Ambari Server网口带宽占用率很高问题的分析和解决办法
Posted
tags:
篇首语:本文由小常识网(cha138.com)小编为大家整理,主要介绍了Ambari Server网口带宽占用率很高问题的分析和解决办法相关的知识,希望对你有一定的参考价值。
Ambari是Hortonworks出一款开源Hadoop管理系统,是用python写的,目前市场是开源的Hadoop管理系统好像就只有这一个,虽然Ambari问题很多,也不好用,但也没办法了。
最近监控系统经常报警说一个url老是不可达,只是一个ambari服务器的url 。
于是登录到服务器上一探究竟。
用iftop查看网络状况,发现网络占用率很高,达到了700Mbps,而且一直居高不下,网卡最大带宽是1000Mbps,被用掉了一大半,怪不得会报警,这是不正常的。
再仔细看,发现ambari server和每个slavenodes都有很多包传输,肯定和某个服务有关。怀疑是Ganglia。

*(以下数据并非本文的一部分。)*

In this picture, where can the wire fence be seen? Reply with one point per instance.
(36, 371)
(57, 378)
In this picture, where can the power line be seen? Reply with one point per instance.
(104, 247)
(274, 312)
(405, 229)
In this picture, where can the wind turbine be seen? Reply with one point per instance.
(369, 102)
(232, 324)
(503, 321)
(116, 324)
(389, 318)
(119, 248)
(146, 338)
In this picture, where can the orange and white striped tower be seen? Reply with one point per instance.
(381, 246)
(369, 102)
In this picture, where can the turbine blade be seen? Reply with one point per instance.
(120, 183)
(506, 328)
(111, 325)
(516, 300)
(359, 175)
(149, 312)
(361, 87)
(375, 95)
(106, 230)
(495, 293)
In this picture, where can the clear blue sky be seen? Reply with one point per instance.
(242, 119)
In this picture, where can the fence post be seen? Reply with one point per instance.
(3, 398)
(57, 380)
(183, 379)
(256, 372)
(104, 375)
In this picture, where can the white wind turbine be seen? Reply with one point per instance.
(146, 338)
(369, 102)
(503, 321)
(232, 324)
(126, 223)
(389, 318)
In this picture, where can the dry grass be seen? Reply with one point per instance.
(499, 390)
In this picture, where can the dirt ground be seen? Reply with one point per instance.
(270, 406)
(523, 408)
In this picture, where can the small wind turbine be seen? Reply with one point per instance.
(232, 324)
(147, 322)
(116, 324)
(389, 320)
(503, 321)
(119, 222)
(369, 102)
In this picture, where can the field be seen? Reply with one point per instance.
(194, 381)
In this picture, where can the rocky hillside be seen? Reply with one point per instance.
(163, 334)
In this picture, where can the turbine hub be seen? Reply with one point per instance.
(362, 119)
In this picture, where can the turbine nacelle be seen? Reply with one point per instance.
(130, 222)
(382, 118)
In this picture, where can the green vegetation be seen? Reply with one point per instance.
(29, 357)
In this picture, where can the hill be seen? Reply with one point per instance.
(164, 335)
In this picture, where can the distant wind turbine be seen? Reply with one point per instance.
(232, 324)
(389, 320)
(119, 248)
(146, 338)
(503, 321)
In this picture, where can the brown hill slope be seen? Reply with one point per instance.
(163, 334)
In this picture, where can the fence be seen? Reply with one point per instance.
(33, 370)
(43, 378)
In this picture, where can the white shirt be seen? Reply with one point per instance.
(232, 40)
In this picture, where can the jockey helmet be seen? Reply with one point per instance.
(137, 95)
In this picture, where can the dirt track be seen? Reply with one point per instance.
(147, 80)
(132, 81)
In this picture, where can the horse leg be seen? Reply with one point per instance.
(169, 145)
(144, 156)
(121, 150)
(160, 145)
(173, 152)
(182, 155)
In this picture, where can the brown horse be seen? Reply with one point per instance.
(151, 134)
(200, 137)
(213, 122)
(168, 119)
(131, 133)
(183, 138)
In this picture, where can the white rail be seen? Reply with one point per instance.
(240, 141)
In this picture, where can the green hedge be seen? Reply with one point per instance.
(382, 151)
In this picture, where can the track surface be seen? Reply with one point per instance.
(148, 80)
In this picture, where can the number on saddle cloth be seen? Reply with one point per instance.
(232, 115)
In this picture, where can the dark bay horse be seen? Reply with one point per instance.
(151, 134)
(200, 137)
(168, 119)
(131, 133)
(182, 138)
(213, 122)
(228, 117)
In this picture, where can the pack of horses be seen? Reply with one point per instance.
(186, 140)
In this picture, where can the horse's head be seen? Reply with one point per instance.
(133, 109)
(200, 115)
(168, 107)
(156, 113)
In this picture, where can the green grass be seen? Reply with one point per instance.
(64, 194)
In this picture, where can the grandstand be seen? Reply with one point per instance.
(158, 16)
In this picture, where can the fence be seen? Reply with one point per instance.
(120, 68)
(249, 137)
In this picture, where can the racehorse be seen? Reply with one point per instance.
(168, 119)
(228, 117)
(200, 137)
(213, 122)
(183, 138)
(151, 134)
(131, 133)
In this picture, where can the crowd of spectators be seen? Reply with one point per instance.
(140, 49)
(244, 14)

保险起见,我登录到另外一个ambari server上,发现网络占用率很低,1Mbps都不到。
用tcpdump抓包,然后用wireshark分析。
tcpdump -i bond0 ‘src host SLAVENODE‘ -w traffic.cap -G 60 -W 1
-G:override previous saved file very n seconds .
-W: Keep n files
抓好包后把,包传到自己电脑上,用wireshark分析,发现几乎所有包都是metrics相关的,推断肯定是ganglia ,因为另外一个ambari server上没有装ganglia。
虽然ganglia服务已经被停掉了,但估计是agents端在一直不停的发metrics给server端,导致了很高的网络占用率。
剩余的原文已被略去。